Mobile shale exerts fundamental controls on regional structural styles and sedimentation in the Niger Delta and also impacts trap geometry, reservoir distribution, fluid flow, and seal capacity at the prospect level. In the Niger Delta, overpressured shale forms a detachment zone for normal faults, detachment folds, and fold-thrust structures in a linked extensional-contractional system. The updip extensional zone is characterized by landward-dipping and seaward-dipping normal faults superposed on older contractional detachment folds. The thick mobile shale province is characterized by high-relief, shale-cored detachment folds and minibasins. Downdip contractional structural provinces include thrusted mobile-shale, low- to moderate-relief detachment folds, and a fold-thrust belt. Mobile shale is characterized by ductile deformation style, transparent seismic facies, and anomalously low density and seismic velocity. Detachment folding and thrusting are interpreted to characterize mobile shale deformation more so than diapirism.

Cross section restorations show a balance of extension and contraction through time, a basinward progradation of extensional and contractional systems, and an evolution of the mobile shale substrate.
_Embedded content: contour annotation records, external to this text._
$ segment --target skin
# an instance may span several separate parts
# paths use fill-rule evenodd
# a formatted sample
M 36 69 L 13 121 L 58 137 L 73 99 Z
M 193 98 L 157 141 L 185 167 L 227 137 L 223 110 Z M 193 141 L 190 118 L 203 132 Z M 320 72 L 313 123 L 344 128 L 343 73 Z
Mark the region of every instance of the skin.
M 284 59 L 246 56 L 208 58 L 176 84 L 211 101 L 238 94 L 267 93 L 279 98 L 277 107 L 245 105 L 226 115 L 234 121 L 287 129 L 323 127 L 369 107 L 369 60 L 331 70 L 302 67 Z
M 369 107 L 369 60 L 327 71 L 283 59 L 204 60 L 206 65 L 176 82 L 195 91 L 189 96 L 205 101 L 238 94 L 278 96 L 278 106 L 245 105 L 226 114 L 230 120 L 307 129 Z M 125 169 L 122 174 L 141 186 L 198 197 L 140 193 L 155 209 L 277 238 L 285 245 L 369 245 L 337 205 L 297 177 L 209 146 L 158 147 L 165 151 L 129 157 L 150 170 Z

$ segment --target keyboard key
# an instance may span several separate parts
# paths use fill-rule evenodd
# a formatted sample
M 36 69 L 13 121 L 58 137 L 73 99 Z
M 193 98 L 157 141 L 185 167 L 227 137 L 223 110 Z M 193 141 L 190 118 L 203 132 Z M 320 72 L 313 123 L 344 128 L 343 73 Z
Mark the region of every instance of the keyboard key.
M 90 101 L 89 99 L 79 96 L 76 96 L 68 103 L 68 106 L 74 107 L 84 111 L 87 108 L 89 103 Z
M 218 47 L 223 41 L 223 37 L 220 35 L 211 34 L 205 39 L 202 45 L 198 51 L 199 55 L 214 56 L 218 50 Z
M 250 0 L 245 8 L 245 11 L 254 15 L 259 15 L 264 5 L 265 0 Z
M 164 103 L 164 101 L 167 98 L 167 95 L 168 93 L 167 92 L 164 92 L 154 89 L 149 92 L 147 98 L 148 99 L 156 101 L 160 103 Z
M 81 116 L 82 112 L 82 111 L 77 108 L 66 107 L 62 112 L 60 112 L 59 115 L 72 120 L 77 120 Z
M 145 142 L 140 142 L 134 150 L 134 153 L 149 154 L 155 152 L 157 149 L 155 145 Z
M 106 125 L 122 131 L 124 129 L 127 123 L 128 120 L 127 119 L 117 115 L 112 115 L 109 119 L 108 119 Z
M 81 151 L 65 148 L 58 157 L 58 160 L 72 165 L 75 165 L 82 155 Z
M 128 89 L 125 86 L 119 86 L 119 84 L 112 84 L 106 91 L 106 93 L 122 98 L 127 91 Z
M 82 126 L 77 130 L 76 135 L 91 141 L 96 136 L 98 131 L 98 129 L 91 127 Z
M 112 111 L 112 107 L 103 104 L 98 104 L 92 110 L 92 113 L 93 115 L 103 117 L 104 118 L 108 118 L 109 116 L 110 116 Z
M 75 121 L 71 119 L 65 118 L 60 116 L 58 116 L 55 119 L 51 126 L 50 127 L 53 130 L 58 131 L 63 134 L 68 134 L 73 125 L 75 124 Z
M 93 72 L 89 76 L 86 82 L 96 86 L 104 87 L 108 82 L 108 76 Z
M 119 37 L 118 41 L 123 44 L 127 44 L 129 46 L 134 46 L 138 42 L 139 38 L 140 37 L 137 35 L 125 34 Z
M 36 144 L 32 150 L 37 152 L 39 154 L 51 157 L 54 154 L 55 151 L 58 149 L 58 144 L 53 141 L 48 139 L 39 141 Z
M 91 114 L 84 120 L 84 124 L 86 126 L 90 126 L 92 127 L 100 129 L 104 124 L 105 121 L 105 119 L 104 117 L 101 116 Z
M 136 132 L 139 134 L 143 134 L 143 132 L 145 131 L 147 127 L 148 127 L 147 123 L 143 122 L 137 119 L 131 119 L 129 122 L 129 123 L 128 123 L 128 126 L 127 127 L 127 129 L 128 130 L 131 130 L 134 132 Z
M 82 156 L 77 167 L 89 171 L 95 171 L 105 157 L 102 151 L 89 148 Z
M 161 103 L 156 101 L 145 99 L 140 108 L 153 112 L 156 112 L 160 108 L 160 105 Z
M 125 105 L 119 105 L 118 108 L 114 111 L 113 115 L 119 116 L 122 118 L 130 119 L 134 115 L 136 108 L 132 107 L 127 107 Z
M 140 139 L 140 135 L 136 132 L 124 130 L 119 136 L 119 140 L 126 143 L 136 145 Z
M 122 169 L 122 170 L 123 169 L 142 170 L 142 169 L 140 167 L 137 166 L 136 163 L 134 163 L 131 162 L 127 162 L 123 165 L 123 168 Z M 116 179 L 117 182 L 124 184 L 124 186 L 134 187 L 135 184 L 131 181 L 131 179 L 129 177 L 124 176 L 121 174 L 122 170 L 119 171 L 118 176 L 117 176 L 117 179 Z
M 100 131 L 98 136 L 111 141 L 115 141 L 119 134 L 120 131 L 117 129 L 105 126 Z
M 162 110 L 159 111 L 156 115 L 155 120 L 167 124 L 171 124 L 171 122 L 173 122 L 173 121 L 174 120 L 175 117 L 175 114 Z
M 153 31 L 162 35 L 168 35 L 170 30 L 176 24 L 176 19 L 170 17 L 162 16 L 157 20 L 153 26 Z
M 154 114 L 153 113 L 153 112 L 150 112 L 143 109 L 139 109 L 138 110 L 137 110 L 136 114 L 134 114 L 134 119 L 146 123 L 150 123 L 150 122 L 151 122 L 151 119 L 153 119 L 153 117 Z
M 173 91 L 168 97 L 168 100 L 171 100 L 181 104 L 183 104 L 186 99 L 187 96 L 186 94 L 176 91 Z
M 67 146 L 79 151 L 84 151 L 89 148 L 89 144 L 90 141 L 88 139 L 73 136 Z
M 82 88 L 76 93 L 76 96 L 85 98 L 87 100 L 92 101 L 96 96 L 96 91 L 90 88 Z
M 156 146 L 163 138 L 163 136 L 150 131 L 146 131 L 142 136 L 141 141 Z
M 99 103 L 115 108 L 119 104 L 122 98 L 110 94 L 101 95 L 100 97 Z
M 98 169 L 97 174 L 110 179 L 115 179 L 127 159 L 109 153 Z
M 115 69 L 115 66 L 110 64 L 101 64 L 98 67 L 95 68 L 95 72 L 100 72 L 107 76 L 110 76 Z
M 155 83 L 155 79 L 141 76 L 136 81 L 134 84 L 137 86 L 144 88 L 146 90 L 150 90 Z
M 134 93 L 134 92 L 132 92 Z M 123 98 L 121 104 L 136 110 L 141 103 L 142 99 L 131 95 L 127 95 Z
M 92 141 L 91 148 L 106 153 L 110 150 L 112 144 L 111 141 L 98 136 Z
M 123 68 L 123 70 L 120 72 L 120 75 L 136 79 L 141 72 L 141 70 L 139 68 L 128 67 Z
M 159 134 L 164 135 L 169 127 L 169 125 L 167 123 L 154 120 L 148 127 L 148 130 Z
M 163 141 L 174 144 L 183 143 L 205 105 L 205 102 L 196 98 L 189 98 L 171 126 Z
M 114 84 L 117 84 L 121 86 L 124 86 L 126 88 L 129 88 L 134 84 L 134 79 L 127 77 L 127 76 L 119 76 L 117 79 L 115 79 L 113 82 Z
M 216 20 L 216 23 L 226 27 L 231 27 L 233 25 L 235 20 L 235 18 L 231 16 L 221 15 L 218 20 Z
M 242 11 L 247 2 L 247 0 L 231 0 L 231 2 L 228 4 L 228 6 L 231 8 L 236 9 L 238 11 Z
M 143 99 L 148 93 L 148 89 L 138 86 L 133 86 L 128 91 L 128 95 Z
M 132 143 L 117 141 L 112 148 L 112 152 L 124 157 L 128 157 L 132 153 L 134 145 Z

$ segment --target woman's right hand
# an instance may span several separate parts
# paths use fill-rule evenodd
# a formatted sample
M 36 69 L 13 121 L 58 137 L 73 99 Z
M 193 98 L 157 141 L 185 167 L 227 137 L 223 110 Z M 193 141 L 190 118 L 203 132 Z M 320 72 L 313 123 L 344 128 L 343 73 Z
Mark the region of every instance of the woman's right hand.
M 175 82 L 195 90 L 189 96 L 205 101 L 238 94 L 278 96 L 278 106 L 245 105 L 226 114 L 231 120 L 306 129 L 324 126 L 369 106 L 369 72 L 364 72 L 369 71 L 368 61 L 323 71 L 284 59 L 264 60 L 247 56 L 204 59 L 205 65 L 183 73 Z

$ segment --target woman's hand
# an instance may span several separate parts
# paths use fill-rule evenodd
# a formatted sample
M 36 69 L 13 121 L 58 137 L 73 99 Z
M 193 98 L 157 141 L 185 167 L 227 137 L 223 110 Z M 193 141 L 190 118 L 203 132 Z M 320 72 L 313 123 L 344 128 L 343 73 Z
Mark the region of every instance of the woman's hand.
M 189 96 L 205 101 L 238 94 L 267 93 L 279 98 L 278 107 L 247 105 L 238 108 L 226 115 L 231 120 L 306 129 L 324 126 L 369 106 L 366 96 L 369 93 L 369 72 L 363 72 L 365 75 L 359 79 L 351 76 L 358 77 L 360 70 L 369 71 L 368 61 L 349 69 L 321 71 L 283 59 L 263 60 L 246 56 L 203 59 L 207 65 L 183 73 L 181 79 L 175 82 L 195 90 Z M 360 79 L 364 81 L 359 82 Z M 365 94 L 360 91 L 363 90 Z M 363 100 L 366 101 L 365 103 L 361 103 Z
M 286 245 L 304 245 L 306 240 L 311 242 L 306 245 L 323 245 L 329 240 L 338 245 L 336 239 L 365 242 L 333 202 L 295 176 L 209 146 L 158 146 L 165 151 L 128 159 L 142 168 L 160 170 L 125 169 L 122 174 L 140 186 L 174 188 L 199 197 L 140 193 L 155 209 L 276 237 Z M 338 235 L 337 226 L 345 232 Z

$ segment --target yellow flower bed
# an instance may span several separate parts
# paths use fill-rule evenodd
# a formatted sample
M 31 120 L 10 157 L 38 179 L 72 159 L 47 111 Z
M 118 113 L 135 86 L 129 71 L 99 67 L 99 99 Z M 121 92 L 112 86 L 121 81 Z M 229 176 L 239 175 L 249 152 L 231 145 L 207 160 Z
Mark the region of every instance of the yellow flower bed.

Shale withdrawal in half grabens and minibasins is balanced downdip by tectonic thickening in cores of detachment folds.

Paleogeographic reconstructions of the shelf, slope, and basin show structural controls on paleogeography and basinward progradation. The shelf margin was localized by major extensional systems, whereas the slope-to-basin transition was controlled by the contractional structural front. Deltaic deposits formed along the shelf margin. Slope depositional systems included minibasins and confined-channel systems influenced by paleostructures, whereas basin-floor deposits were not affected by paleostructures and hence were more weakly confined.